Soluble Aβ inhibits specific signal transduction cascades common to the insulin receptor pathway

Numerous studies have now shown that the amyloid beta-protein (A beta),the principal component of cerebral plaques in Alzheimer disease, rapidly and potently inhibits certain forms of synaptic plasticity. The amyloid (or A beta) hypothesis proposes that the continuous disruption of normal synaptic physiology by A beta contributes to the development of Alzheimer disease. However, there is little consensus about how A beta mediates this inhibition at the molecular level.
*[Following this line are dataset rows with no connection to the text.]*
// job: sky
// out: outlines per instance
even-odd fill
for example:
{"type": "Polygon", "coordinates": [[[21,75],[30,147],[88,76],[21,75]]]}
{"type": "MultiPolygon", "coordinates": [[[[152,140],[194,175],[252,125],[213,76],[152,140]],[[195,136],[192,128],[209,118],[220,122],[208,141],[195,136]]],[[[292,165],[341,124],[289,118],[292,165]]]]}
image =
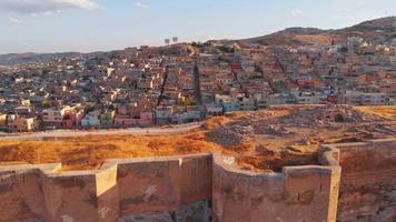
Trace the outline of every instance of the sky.
{"type": "Polygon", "coordinates": [[[0,54],[242,39],[395,14],[396,0],[0,0],[0,54]]]}

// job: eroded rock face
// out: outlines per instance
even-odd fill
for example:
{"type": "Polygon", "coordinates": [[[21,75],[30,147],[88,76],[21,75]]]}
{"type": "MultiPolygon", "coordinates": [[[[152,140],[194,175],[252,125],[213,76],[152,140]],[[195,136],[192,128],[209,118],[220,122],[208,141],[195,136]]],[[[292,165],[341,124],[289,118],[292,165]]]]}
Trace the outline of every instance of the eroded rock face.
{"type": "Polygon", "coordinates": [[[396,221],[396,142],[340,148],[338,220],[396,221]]]}
{"type": "Polygon", "coordinates": [[[211,221],[211,201],[204,200],[182,205],[174,212],[123,215],[119,222],[209,222],[211,221]]]}

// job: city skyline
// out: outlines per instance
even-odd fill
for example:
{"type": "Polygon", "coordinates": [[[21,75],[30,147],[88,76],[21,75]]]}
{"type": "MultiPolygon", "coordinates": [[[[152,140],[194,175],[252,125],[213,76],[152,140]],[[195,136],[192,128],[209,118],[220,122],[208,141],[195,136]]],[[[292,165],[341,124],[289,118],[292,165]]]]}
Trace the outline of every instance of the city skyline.
{"type": "Polygon", "coordinates": [[[289,27],[338,29],[395,14],[392,0],[0,0],[0,54],[108,51],[242,39],[289,27]]]}

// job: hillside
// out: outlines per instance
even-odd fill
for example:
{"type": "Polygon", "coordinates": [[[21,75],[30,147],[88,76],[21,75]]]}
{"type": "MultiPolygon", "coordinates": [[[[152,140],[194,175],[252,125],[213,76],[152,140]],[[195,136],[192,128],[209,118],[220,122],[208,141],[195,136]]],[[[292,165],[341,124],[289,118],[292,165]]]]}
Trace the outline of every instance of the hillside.
{"type": "Polygon", "coordinates": [[[295,105],[239,112],[208,120],[179,134],[89,135],[0,140],[0,165],[58,163],[63,170],[98,169],[106,159],[222,152],[242,169],[279,171],[283,165],[315,164],[324,143],[393,137],[393,108],[295,105]]]}
{"type": "Polygon", "coordinates": [[[241,43],[266,46],[323,46],[345,42],[349,36],[358,36],[377,43],[396,38],[396,17],[380,18],[339,30],[320,30],[315,28],[289,28],[264,37],[236,40],[241,43]]]}
{"type": "MultiPolygon", "coordinates": [[[[365,21],[359,24],[339,29],[339,30],[321,30],[317,28],[288,28],[279,32],[271,34],[255,37],[241,40],[210,40],[210,42],[217,43],[258,43],[264,46],[328,46],[333,40],[336,42],[345,42],[347,37],[358,36],[367,41],[374,41],[376,43],[388,42],[396,39],[396,17],[386,17],[365,21]]],[[[186,53],[188,51],[187,44],[175,44],[170,47],[157,47],[152,48],[159,53],[164,54],[177,54],[186,53]]],[[[190,49],[191,50],[191,49],[190,49]]],[[[50,61],[55,59],[62,59],[66,57],[76,56],[98,56],[106,52],[96,53],[78,53],[78,52],[65,52],[65,53],[12,53],[0,56],[0,65],[18,64],[26,62],[39,62],[50,61]]]]}

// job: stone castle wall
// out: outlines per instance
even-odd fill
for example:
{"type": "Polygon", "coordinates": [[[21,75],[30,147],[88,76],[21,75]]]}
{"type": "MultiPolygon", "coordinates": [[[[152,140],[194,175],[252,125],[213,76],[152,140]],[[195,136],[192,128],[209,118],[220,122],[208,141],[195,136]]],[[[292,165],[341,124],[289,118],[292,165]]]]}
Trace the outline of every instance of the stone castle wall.
{"type": "Polygon", "coordinates": [[[330,147],[343,169],[338,221],[396,221],[396,140],[330,147]]]}
{"type": "Polygon", "coordinates": [[[0,167],[0,221],[392,221],[395,143],[324,145],[321,165],[280,173],[242,171],[216,153],[108,160],[95,171],[0,167]]]}

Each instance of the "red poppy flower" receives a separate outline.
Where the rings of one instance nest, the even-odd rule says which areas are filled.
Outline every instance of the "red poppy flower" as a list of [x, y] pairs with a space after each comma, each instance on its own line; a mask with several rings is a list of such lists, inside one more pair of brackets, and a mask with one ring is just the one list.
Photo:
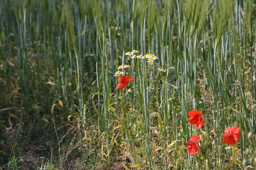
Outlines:
[[197, 129], [200, 129], [204, 125], [204, 119], [201, 117], [203, 113], [196, 110], [190, 111], [188, 112], [188, 122], [191, 125], [196, 125]]
[[118, 81], [119, 83], [116, 87], [115, 90], [118, 90], [119, 88], [125, 89], [127, 86], [127, 83], [132, 80], [133, 78], [130, 76], [120, 76], [117, 80], [117, 81]]
[[199, 150], [198, 145], [195, 143], [193, 141], [189, 141], [186, 145], [186, 147], [190, 155], [195, 155]]
[[199, 135], [194, 135], [193, 136], [190, 138], [189, 141], [193, 141], [193, 142], [200, 142], [201, 139], [199, 137]]
[[228, 127], [225, 129], [222, 140], [228, 145], [235, 145], [240, 138], [240, 130], [238, 127]]

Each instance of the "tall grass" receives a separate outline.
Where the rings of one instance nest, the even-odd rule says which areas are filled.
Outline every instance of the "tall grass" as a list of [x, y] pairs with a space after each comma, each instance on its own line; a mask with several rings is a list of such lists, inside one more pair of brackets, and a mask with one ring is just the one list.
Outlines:
[[[1, 88], [9, 94], [1, 108], [40, 105], [45, 122], [72, 115], [82, 134], [97, 125], [102, 160], [122, 154], [127, 167], [253, 168], [255, 3], [1, 1]], [[159, 59], [149, 66], [125, 55], [134, 49]], [[131, 93], [114, 90], [122, 64], [131, 65]], [[204, 113], [200, 131], [188, 122], [192, 110]], [[221, 139], [230, 126], [241, 131], [232, 146]], [[195, 134], [202, 142], [191, 156], [185, 145]]]

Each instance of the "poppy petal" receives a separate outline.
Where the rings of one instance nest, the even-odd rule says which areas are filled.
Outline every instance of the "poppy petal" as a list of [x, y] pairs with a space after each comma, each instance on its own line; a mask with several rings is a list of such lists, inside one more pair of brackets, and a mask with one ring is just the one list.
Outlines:
[[240, 138], [241, 132], [238, 127], [228, 127], [224, 131], [222, 140], [228, 145], [235, 145]]
[[190, 138], [189, 141], [193, 141], [193, 142], [200, 142], [201, 139], [200, 138], [199, 135], [194, 135], [193, 136]]
[[130, 76], [122, 76], [118, 78], [118, 81], [122, 83], [128, 83], [132, 80], [133, 78]]
[[196, 118], [196, 117], [192, 117], [188, 118], [188, 122], [190, 123], [191, 125], [196, 125], [197, 121], [198, 118]]
[[195, 155], [197, 153], [199, 146], [193, 141], [189, 141], [186, 145], [188, 152], [190, 155]]
[[115, 90], [118, 90], [120, 88], [125, 89], [127, 86], [127, 83], [119, 83], [119, 84], [118, 84], [117, 86], [116, 87]]
[[188, 112], [188, 115], [189, 116], [189, 117], [196, 117], [197, 115], [202, 115], [203, 113], [196, 110]]
[[196, 128], [200, 129], [204, 125], [204, 119], [200, 116], [199, 116], [198, 120], [197, 120], [196, 122]]

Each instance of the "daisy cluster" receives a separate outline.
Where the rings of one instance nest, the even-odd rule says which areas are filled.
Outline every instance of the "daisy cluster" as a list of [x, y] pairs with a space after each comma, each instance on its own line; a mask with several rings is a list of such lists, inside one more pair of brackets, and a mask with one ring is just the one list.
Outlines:
[[[152, 65], [154, 62], [158, 59], [158, 57], [152, 53], [138, 54], [139, 52], [136, 50], [134, 50], [132, 52], [127, 52], [125, 54], [129, 57], [132, 60], [138, 59], [141, 60], [147, 60], [147, 62], [149, 65]], [[126, 76], [127, 72], [124, 71], [125, 69], [129, 68], [131, 66], [128, 64], [123, 64], [117, 67], [117, 71], [114, 74], [114, 76], [120, 76], [118, 79], [118, 84], [116, 86], [115, 90], [117, 90], [120, 88], [125, 89], [129, 82], [133, 80], [133, 78], [130, 76]], [[166, 69], [163, 67], [157, 68], [157, 70], [161, 72], [166, 72]], [[128, 92], [132, 92], [132, 89], [129, 89], [127, 90]]]
[[125, 55], [128, 55], [131, 59], [138, 59], [141, 60], [147, 60], [147, 62], [149, 64], [153, 64], [154, 61], [158, 59], [157, 56], [152, 53], [147, 53], [145, 55], [140, 54], [138, 55], [138, 51], [134, 50], [132, 52], [127, 52], [125, 53]]

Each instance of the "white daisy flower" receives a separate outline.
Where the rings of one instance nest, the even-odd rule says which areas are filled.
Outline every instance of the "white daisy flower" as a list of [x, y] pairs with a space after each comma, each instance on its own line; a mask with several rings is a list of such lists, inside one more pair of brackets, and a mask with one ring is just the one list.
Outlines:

Using mouse primary hippocampal neurons, we observed that a brief treatment with cell-derived, soluble, human A beta disrupted the activation of three kinases (Erk/MAPK, CaMKII, and the phosphatidylinositol 3-kinase-activated protein Akt/protein kinase B) that are required for long term potentiation, whereas two other kinases (protein kinase A and protein kinase C) were stimulated normally. An antagonist of the insulin receptor family of tyrosine kinases was found to mimic the pattern of A beta-mediated kinase inhibition. We then found that soluble A beta binds to the insulin receptor and interferes with its insulin-induced autophosphorylation. Taken together, these data demonstrate that physiologically relevant levels of naturally secreted A beta interfere with insulin receptor function in hippocampal neurons and prevent the rapid activation of specific kinases required for long term potentiation.